Filebeats errors and 100% CPU with stand alone Kafka

When filebeats is configured to output to kafka, and kafka + zookeeper are running stand alone (single server), Filebeats starts spewing errors because it can't figure out which kafka is the leader, because the topic has no leader, because Zookeeper is running stand alone. Getting errors like:

2016-11-02T14:41:20+13:00 WARN client/metadata fetching metadata for [beats] from broker kq:9092
2016-11-02T14:41:20+13:00 WARN kafka message: client/metadata found some partitions to be leaderless
2016-11-02T14:41:20+13:00 WARN client/metadata fetching metadata for [beats] from broker kq:9092
2016-11-02T14:41:20+13:00 WARN kafka message: client/metadata found some partitions to be leaderless
2016-11-02T14:41:20+13:00 WARN client/metadata retrying after 250ms... (3 attempts remaining)
2016-11-02T14:41:20+13:00 WARN client/metadata fetching metadata for [beats] from broker kq:9092
2016-11-02T14:41:20+13:00 WARN kafka message: client/metadata found some partitions to be leaderless
2016-11-02T14:41:20+13:00 WARN client/metadata retrying after 250ms... (2 attempts remaining)

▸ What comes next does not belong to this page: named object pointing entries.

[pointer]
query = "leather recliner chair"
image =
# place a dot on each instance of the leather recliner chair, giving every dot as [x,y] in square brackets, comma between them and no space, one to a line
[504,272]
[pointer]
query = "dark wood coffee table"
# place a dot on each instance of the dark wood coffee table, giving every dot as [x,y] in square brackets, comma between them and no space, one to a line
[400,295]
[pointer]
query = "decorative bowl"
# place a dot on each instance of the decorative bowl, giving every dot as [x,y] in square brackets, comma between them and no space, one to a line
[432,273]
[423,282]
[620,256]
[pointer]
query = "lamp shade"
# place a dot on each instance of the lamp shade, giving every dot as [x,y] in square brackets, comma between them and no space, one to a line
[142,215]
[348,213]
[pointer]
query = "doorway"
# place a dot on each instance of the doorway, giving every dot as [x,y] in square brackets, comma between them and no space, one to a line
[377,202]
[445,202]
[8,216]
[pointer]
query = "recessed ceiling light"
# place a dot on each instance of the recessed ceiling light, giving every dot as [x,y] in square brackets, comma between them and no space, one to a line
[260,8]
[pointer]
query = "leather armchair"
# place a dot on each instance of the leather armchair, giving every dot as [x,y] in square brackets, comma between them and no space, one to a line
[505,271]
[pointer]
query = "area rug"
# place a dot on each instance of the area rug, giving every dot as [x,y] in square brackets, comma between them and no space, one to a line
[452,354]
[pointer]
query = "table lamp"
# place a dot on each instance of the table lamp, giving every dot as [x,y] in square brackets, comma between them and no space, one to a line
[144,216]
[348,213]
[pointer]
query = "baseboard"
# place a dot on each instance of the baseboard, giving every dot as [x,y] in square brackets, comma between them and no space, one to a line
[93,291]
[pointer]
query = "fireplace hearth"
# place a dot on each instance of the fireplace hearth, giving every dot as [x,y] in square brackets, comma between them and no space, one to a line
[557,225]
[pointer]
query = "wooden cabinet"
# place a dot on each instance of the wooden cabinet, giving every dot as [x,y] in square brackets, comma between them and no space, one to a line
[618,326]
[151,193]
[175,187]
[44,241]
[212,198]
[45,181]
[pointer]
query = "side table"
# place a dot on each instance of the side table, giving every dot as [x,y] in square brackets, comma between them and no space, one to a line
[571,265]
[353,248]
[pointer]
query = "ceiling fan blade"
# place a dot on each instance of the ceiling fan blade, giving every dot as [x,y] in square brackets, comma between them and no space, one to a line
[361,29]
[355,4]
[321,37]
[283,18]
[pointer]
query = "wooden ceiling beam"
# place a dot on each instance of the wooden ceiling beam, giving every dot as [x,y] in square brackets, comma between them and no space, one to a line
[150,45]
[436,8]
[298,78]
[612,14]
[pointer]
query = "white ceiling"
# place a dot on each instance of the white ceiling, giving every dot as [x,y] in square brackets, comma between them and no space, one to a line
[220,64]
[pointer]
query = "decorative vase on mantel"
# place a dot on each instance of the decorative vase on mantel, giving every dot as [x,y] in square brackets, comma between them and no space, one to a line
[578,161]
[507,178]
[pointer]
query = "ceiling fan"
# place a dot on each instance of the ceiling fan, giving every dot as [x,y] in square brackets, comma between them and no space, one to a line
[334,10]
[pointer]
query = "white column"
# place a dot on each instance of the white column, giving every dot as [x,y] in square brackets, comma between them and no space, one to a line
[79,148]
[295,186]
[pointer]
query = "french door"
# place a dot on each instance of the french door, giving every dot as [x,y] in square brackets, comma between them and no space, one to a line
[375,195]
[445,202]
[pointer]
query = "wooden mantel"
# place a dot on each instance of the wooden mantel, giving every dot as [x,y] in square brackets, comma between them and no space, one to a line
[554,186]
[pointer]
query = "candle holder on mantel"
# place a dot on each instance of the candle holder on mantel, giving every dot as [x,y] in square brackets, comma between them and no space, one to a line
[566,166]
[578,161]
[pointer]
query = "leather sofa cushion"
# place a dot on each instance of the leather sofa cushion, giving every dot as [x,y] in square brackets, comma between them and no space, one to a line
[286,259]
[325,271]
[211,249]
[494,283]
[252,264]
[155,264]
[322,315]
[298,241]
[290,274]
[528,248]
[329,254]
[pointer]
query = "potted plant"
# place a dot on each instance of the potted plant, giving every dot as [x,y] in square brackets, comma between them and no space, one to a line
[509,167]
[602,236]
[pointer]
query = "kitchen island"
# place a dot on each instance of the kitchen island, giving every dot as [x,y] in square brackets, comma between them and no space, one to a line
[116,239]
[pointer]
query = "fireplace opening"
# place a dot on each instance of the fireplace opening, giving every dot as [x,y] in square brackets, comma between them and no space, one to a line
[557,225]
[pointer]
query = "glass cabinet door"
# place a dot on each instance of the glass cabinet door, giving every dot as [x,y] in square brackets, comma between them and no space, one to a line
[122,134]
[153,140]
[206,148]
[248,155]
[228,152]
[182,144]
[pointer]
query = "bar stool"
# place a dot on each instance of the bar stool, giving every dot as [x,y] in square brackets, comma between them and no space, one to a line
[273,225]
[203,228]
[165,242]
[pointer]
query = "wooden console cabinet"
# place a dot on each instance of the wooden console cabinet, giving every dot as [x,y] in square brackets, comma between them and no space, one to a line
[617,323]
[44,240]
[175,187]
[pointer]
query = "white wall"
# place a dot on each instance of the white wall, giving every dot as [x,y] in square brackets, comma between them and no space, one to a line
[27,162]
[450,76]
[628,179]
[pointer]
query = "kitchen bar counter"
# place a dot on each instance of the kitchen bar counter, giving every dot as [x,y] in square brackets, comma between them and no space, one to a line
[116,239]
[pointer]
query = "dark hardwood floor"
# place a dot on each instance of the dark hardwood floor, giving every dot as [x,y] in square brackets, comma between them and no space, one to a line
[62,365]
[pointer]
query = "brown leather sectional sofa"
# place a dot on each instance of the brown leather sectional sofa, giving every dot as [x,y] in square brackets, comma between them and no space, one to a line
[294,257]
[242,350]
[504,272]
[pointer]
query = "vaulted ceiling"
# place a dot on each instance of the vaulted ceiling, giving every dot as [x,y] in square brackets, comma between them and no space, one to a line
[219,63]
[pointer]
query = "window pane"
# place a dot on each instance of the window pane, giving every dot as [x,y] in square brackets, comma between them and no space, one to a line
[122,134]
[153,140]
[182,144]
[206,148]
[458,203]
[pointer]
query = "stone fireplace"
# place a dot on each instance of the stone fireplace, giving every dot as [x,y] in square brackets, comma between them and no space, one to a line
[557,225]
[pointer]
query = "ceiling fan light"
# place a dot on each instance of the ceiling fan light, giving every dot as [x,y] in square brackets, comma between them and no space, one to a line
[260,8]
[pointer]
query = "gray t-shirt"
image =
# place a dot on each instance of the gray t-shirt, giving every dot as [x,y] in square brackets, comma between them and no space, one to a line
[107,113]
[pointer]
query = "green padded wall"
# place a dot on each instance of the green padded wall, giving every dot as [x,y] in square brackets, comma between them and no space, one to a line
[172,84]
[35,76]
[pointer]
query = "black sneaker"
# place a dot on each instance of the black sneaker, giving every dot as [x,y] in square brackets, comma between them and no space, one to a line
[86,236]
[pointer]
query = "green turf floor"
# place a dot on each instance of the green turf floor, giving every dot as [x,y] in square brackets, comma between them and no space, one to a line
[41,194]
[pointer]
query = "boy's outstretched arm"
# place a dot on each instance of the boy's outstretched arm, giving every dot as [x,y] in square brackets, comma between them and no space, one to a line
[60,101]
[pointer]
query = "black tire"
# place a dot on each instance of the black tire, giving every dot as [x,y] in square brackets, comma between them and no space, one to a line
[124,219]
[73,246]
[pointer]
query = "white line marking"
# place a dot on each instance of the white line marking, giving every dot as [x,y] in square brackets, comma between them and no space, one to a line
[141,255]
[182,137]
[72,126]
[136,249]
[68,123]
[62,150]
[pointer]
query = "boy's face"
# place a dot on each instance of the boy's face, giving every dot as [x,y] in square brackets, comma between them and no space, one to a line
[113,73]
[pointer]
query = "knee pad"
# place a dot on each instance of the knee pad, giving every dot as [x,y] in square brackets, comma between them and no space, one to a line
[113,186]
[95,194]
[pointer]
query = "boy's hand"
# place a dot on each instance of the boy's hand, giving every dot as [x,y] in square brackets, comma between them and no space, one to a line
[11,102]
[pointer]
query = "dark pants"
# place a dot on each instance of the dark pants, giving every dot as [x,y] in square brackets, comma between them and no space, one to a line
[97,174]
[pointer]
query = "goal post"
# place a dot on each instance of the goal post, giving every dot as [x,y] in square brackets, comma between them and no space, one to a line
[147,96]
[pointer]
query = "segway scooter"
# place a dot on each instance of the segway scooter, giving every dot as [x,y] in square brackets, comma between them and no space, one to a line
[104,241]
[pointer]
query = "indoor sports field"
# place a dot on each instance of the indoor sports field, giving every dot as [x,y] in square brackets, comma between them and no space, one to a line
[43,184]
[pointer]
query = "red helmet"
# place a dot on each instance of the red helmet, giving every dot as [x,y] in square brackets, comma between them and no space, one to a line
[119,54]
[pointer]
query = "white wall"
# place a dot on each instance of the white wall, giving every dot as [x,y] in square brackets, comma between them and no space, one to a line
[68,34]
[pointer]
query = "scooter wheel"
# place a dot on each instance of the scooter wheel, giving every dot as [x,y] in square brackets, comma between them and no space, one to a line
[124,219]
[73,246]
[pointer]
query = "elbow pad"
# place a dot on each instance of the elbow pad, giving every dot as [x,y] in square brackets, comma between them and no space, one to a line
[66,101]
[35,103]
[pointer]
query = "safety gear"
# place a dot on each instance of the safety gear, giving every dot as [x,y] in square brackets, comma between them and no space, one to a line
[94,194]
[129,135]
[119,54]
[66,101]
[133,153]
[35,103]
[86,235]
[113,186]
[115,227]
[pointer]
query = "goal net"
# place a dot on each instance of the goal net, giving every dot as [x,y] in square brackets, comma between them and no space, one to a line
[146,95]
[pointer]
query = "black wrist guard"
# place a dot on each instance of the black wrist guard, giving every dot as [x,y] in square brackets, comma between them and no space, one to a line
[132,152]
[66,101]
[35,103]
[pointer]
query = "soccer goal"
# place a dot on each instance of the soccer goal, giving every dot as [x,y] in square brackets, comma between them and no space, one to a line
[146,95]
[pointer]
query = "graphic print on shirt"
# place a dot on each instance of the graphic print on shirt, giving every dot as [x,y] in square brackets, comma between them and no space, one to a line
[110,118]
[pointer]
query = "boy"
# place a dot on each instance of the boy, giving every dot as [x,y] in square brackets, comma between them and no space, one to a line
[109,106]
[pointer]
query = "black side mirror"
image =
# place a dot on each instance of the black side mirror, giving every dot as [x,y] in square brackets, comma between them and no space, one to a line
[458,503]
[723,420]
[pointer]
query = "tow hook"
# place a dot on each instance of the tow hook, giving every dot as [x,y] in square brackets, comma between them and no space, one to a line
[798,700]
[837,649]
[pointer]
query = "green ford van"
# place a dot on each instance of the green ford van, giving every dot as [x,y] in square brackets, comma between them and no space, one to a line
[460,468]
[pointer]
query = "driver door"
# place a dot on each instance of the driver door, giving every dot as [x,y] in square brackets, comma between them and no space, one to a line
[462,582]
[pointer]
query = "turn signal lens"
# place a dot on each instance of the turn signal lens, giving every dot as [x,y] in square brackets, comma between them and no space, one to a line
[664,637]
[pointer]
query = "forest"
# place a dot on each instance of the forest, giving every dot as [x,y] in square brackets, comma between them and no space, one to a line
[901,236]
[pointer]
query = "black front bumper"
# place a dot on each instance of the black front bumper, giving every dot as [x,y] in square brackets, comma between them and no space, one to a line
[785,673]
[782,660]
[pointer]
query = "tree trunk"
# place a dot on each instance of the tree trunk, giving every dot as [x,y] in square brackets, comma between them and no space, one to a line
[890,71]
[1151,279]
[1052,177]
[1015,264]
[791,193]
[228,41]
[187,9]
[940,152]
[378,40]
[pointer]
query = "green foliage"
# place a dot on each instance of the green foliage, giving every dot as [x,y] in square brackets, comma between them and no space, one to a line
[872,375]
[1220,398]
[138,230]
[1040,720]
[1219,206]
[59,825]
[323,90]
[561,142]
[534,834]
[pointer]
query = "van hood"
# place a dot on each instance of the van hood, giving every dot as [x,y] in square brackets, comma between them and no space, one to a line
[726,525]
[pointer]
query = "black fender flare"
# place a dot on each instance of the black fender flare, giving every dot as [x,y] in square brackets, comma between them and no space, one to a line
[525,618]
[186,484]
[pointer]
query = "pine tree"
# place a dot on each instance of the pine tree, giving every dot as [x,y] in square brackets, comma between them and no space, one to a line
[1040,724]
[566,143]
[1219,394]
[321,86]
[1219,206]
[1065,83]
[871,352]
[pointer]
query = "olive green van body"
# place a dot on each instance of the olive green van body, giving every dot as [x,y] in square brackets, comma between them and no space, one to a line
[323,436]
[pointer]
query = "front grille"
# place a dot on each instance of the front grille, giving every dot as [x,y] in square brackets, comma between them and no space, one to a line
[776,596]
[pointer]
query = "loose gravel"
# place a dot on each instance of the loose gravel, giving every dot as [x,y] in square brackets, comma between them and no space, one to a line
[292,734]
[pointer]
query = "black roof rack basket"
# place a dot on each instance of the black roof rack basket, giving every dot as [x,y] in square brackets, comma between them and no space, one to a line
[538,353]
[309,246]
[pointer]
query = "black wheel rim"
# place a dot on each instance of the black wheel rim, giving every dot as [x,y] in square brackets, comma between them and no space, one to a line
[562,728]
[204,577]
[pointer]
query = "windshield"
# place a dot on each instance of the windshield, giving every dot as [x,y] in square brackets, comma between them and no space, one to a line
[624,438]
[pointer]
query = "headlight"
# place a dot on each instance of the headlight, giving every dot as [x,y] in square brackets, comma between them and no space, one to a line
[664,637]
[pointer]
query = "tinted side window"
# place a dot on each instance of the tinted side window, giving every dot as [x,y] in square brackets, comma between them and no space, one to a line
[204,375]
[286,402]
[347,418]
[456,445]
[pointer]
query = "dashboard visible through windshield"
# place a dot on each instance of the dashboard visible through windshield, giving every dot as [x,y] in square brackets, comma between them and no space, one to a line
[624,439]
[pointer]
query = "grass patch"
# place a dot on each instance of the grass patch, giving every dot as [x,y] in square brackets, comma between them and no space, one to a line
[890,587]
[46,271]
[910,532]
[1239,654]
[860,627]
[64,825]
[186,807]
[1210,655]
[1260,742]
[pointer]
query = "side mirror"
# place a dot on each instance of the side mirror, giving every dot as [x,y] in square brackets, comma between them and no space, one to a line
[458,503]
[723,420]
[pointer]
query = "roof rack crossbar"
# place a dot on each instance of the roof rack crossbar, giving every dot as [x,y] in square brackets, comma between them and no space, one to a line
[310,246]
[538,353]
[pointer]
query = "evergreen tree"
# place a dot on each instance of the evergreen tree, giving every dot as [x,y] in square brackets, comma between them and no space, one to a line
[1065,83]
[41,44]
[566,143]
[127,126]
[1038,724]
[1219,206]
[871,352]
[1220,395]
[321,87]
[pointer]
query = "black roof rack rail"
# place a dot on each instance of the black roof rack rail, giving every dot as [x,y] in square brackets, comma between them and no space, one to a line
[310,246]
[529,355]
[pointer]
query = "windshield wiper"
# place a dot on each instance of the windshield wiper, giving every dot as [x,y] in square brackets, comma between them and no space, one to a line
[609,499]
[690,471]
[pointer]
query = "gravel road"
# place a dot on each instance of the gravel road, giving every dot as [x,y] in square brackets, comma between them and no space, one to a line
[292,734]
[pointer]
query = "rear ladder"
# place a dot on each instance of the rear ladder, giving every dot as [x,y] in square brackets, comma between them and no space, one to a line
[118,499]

---->>>>>> repeating every 250ms

It also appears that maybe these are leaving connections, or something open, because if we then shutdown the single kafka node, filebeats goes to 100% CPU and sits there, with more errors, like:

2016-11-02T14:42:22+13:00 WARN client/metadata fetching metadata for [beats] from broker kq:9092
2016-11-02T14:42:22+13:00 WARN Failed to connect to broker kq:9092: dial tcp 127.0.0.1:9092: getsockopt: connection refused
2016-11-02T14:42:22+13:00
 WARN kafka message: client/metadata got error from broker while 
fetching metadata:%!(EXTRA *net.OpError=dial tcp 127.0.0.1:9092: 
getsockopt: connection refused)
2016-11-02T14:42:22+13:00 WARN kafka message: client/metadata no available broker to send metadata request to
2016-11-02T14:42:22+13:00 WARN client/brokers resurrecting 1 dead seed brokers
2016-11-02T14:42:22+13:00 WARN client/metadata retrying after 250ms... (2 attempts remaining

I think this is a bug, and it's probably around this bit of code:

Please provide comment.

What exactly is the bug? Have you tried to change the meta-data retry interval?

Changing: retry.backoff does affect the speed that it continues to retry, but
retry.max does not seem to be honoured. It is set at 3, the logs count down the number of retries from 3, 2, 1, then, immediately go back to 3 and repeat.

I think it repeats because, it can't find a leader, because the topic replication factor is 1, as using a stand alone kafka+zookeeper. I guess it's not been tested with a stand alone (single node) Kafka+Zookeeper?

Should it be able to work when a topic looks like this:
./kafka-topics.sh --zookeeper localhost --describe --topic test
Topic:test PartitionCount:1 ReplicationFactor:1 Configs:
Topic: test Partition: 0 Leader: 0 Replicas: 0 Isr:

So, bugs are:

  1. retry.max not not stop filebeat from repeatedly trying to query the meta data about a topic, when the leader value is 0.

  2. After it has been trying to collect meta data, like above and looping, if Kafka it shutdown, Filebeats goes to 100% CPU.

Do you have some logs about retry.max going down and being reset to 3? I wonder if this due to the kafka client library used by libbeat or beats itself.

Even if topic is not available, it might be created at some point in time. That is, beats have to retry even if topic does not exit yet.

Which backoff value did you set? This goes hand in hand with my first question about logs. Maybe we can introduce a short retry backoff for up to max retries and if these fail have a very looongish backoff.

The case of kafka shutting down is and filebeat going to 100% still happens with big backoff value? From past experience I remember kafka itself + java based consumer going crazy when zookeeper becomes unavailable.

Definitely something to investigate. Feel free to open a github issue with all information you have, so this can be tracked as a bug.

I had the defaults set for filebeats Kafka output, so
metadata:
retry.max: 3
retry.backoff: 250ms
refresh_frequency: 10m

The retry.max did count down, but then looped and started counting down again from 3. It did it at the retry.backoff interval. Increasing retry.backoff slowed the loop, but it still kept looping.

What I think it should do, is realise that the leader value is going to be 0, because replicas are 0, so to stop trying, or try at the refresh_frequency.

Issue: https://github.com/elastic/beats/issues/2945 opened

This topic was automatically closed after 21 days. New replies are no longer allowed.